After 20 minutes of tilting, inform the subject of the impending onset of LBNP to prevent a startle response. Then apply LBNP while still tilted at negative 20 millimeters of mercury for a further 10 minutes. After 10 minutes, increase the LBNP to negative 40 millimeters of mercury for another 10 minutes.
Then after 10 minutes, increase the LBNP to negative 60 millimeters of mercury and continue for another 10 minutes. At the end of this phase, turn off the LBNP orthostatic tolerance is defined as the time to pres syncope in minutes from the onset of the head up tilting phase. After the subject reports symptoms of pres syncope rapidly return the table to a supine or even slightly head down position to minimize the likelihood of syncope or asystole.
This image shows the blood pressure and the brachial and middle cerebral artery blood flow velocity before and after a test is terminated due to pres syncope. The test was terminated when the blood pressure decreased to 70 over 42 millimeters of mercury. After the test was terminated and the subject quickly returned to the supine position, the blood pressure and cerebral blood flow velocity were restored within five to six heartbeats.
The loss of the brachial signal was caused by the movement of the ultrasound probe due to the rapid movement of the table into the supine position. Returning the table to a slightly head down position of about negative 15 degrees may promote faster resolution of the presyncopal event. Once all variables have returned to the supine levels and any symptoms are resolved, remove the monitoring equipment.
Then after removing the LBNP chamber, remove the strap over the subject's legs and lower the foot plate to its original position. Ensure the subject is positioned with their feet on the plate before returning the table to an upright position, instruct the subject to tense his or her leg muscles throughout the transition to avoid any symptoms from reoccurring. As the table is tilted to facilitate getting up, ask the subject to sit after stepping off the table to ensure they are symptom free before leaving the laboratory.

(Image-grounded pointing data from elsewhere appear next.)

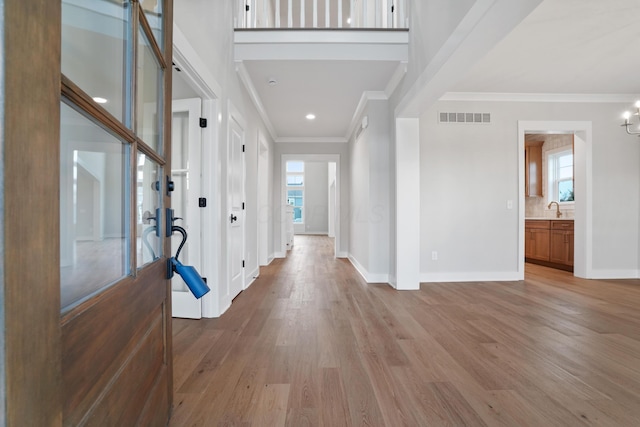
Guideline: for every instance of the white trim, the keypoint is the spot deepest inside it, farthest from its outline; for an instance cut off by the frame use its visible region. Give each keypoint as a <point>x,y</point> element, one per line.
<point>188,60</point>
<point>333,158</point>
<point>245,78</point>
<point>368,277</point>
<point>540,97</point>
<point>396,78</point>
<point>477,276</point>
<point>249,278</point>
<point>364,99</point>
<point>322,36</point>
<point>614,274</point>
<point>311,140</point>
<point>583,177</point>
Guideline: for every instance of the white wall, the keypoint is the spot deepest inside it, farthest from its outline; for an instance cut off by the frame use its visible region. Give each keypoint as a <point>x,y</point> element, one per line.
<point>208,27</point>
<point>359,203</point>
<point>469,172</point>
<point>371,194</point>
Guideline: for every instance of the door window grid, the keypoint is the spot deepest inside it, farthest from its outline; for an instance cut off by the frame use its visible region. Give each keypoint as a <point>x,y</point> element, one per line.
<point>114,108</point>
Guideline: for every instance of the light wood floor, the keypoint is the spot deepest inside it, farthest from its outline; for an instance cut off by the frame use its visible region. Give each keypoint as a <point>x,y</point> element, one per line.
<point>309,343</point>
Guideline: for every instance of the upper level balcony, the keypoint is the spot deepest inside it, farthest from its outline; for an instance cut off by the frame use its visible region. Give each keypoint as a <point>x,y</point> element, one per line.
<point>321,30</point>
<point>326,57</point>
<point>321,14</point>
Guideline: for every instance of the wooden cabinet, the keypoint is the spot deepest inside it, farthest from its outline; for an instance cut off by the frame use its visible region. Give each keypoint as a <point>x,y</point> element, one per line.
<point>549,242</point>
<point>561,242</point>
<point>537,240</point>
<point>533,171</point>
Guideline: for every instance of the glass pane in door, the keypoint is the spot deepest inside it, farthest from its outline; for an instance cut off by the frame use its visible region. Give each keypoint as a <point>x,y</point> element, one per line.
<point>94,232</point>
<point>153,12</point>
<point>94,52</point>
<point>148,211</point>
<point>149,96</point>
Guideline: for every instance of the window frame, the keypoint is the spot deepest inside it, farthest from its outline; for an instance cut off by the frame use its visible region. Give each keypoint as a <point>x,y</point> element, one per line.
<point>553,181</point>
<point>296,188</point>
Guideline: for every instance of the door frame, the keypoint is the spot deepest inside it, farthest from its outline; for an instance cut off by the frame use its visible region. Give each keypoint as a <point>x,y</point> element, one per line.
<point>583,177</point>
<point>197,75</point>
<point>184,304</point>
<point>233,114</point>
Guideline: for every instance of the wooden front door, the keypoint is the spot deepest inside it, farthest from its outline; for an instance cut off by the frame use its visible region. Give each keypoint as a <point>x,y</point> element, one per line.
<point>87,303</point>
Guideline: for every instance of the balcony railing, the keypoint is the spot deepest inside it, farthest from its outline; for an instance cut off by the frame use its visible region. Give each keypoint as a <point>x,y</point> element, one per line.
<point>321,14</point>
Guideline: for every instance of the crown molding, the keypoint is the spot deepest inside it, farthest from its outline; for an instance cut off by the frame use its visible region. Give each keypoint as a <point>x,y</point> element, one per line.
<point>253,94</point>
<point>312,140</point>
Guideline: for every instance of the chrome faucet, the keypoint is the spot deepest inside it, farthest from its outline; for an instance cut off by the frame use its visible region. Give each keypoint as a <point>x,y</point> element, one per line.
<point>558,213</point>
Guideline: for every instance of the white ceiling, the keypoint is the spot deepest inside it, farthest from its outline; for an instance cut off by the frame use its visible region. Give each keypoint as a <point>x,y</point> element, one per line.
<point>329,89</point>
<point>567,47</point>
<point>562,47</point>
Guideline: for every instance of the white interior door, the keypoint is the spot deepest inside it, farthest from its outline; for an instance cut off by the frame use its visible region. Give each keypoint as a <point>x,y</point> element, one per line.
<point>235,217</point>
<point>186,174</point>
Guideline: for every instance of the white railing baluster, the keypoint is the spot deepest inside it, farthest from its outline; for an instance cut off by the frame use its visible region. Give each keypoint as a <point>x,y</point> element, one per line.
<point>352,15</point>
<point>315,13</point>
<point>265,14</point>
<point>361,14</point>
<point>365,14</point>
<point>327,14</point>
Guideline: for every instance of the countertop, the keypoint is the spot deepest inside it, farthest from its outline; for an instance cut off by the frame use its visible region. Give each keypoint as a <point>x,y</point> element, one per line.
<point>539,218</point>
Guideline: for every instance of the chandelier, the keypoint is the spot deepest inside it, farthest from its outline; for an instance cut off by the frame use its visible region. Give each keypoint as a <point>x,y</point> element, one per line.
<point>627,117</point>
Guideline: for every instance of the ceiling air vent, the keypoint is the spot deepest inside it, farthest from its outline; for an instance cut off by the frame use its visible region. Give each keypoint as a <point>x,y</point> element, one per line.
<point>478,118</point>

Typical values for orthostatic tolerance in healthy volunteers according to age and gender can be seen here. Patients with orthostatic intolerance, exhibit pres syncope earlier in the test with 85%ending the test within the negative 20 millimeters of mercury phase. Compared to 23%of controls, the threshold of normal is taken as the 20%incidence of syncope.
A representative response in an adult control is depicted here, beat to beat blood pressure, electrocardiogram, brachial, and cerebral blood flow velocity are shown during the orthostatic stress. A progressive barrow reflex mediated tachycardia and vasoconstriction can be seen. At pres syncope, the barrow reflex begins to fail and there is a drop in blood pressure and cerebral blood flow velocity.

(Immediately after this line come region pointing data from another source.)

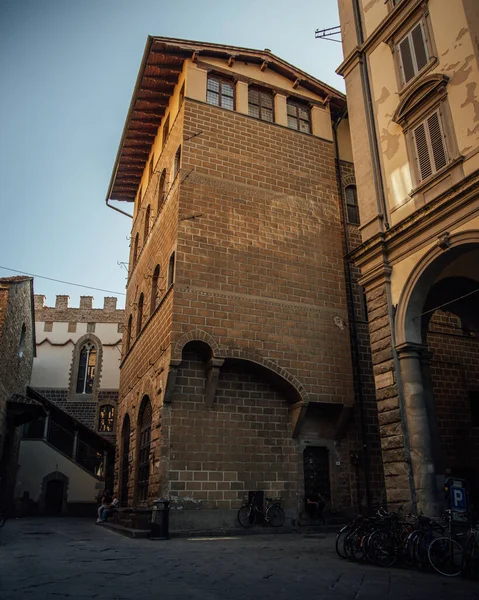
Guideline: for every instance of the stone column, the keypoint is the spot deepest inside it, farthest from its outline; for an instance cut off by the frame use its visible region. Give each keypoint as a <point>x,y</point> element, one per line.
<point>418,429</point>
<point>46,427</point>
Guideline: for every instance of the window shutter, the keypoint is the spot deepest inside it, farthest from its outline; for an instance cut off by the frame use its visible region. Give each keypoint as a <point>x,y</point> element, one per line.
<point>437,141</point>
<point>422,151</point>
<point>420,49</point>
<point>406,60</point>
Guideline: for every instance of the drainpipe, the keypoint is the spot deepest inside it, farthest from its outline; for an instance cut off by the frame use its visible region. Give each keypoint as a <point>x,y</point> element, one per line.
<point>118,209</point>
<point>353,324</point>
<point>368,103</point>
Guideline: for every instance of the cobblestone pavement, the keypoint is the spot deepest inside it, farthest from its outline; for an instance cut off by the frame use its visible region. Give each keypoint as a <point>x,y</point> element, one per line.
<point>53,559</point>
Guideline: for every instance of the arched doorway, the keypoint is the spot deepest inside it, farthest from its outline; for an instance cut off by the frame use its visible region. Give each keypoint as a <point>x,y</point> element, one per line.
<point>53,499</point>
<point>437,327</point>
<point>54,493</point>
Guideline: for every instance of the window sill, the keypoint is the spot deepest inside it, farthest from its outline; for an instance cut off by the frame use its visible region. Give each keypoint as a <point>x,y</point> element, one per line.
<point>432,180</point>
<point>407,86</point>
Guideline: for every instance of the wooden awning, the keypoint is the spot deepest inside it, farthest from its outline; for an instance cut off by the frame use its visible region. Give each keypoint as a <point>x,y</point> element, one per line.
<point>159,71</point>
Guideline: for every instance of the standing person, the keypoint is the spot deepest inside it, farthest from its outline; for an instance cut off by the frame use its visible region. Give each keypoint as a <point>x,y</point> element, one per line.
<point>108,509</point>
<point>106,499</point>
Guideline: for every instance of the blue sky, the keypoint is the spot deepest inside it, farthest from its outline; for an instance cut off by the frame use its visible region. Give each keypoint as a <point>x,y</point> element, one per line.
<point>68,68</point>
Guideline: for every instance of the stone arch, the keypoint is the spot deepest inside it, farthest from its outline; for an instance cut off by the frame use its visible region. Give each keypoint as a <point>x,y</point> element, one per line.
<point>270,365</point>
<point>191,336</point>
<point>54,475</point>
<point>88,337</point>
<point>426,272</point>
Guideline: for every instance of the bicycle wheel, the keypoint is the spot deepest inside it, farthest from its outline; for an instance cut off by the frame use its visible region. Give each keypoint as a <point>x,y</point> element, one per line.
<point>341,540</point>
<point>275,515</point>
<point>246,516</point>
<point>446,556</point>
<point>381,549</point>
<point>471,558</point>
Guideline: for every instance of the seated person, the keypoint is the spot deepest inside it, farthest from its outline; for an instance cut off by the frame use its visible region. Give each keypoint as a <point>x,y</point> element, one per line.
<point>108,509</point>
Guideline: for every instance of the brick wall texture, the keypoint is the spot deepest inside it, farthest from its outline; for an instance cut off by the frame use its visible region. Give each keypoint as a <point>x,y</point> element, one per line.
<point>255,222</point>
<point>15,370</point>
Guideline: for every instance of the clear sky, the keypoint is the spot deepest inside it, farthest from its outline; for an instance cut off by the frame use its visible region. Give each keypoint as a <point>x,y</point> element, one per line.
<point>67,69</point>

Using this protocol, all subjects experience pres syncope and the definition of normal or abnormal responses is made largely based upon the time it takes to induce this reaction. The hemodynamic responses can also be qualified, and this is described in the manuscript text During this procedure. Other methods such as micrography or impedance plethysmography can be performed in order to provide additional information on sympathetic regulation of vascular resistance and the magnitude of fluid losses due to venous pooling or capillary filtration.
This technique is highly reproducible, has the ability to discriminate normal and abnormal responses with high sensitivity and specificity. It can provoke pres syncope in all subjects allowing for symptom recognition in patients with recurrent syncope. In a clinical setting, different types of syncope can be distinguished, allowing tailored treatment and management approaches.
The impact of interventions can be readily assessed with additional cardiovascular monitoring. Reflex responses can also be evaluated.